Les trompettes jazz soulèvent joyeusement un chant traditionnel éthiopien, les notes d'une clarinette klezmer s'infusent de poésie arabe, se fondent entre les sonorités du dialecte yéménite et celles d'un psaume en hébreu biblique, avant de retrouver les sons plus typiques de la musique pop. Au gré des paroles, les langues s'allient et se délient, réunies dans un son unique, incroyablement riche et surtout résolument israélien, englobant dans ses inspirations les dédales culturels d'une société aussi plurielle que fragmentée.
Il est courant que les artistes dédient une chanson à Gilad Shalit lors de leurs concerts, mais celui-là était un peu particulier. Quatre ans déjà, jour pour jour. Nous avions entendu la nouvelle à la radio avec Raphaël, en vacances en Israël, un peu abasourdis, sans être surs d'avoir bien compris. C'était avant la guerre du Liban en 2006. Mickael Jackson était encore en vie, Barack Obama n'était qu'un sénateur inconnu de l'Illinois.
"Ne laisse pas ta voix s'étrangler, ni couler une larme. La porte va s'ouvrir, il la franchira avec fracas, quand ils reviendront vers leurs frontières..."
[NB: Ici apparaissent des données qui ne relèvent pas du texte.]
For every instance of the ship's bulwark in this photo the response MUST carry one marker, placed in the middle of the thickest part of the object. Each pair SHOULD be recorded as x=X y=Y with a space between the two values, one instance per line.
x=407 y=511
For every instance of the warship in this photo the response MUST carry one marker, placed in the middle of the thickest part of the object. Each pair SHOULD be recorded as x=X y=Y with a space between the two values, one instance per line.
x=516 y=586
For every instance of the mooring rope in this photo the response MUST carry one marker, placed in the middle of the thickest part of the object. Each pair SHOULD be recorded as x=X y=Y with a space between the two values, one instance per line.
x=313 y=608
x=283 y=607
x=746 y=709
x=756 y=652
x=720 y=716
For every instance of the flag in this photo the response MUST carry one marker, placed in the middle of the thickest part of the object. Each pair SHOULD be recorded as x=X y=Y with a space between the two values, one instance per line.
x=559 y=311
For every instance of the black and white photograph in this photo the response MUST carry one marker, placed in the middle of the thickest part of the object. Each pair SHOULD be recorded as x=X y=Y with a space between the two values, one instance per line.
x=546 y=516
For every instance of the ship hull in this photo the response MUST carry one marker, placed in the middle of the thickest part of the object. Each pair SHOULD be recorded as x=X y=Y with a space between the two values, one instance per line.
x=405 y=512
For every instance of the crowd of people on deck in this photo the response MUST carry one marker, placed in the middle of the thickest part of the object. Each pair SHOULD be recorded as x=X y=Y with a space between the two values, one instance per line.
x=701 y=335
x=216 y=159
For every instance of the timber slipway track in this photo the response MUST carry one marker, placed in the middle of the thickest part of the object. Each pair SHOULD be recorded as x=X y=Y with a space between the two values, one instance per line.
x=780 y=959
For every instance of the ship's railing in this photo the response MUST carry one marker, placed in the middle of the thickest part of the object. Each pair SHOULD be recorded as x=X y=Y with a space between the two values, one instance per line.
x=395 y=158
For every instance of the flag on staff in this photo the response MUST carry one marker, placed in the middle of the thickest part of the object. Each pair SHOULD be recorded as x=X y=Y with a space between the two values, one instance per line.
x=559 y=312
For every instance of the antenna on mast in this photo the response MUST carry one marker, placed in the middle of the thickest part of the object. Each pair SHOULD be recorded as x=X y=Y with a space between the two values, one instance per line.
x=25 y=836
Quatre ans complets ont passé depuis l'attaque du Hamas et l'enlèvement de Gilad en territoire israélien. Le blocus de Gaza est maintenant très largement levé, mais les négociations sont au point mort. Tel est le poids de l'échec: 71% des Israéliens se déclarent aujourd'hui prêts à libérer des terroristes en vue d'un échange. Le dilemne, pourtant, reste terrible (j'en parlais précédemment ici, et là). Isolé, loin de tout et paradoxalement si proche, se doute-t-il seulement que les gens ici se lèvent pour chanter à sa libération?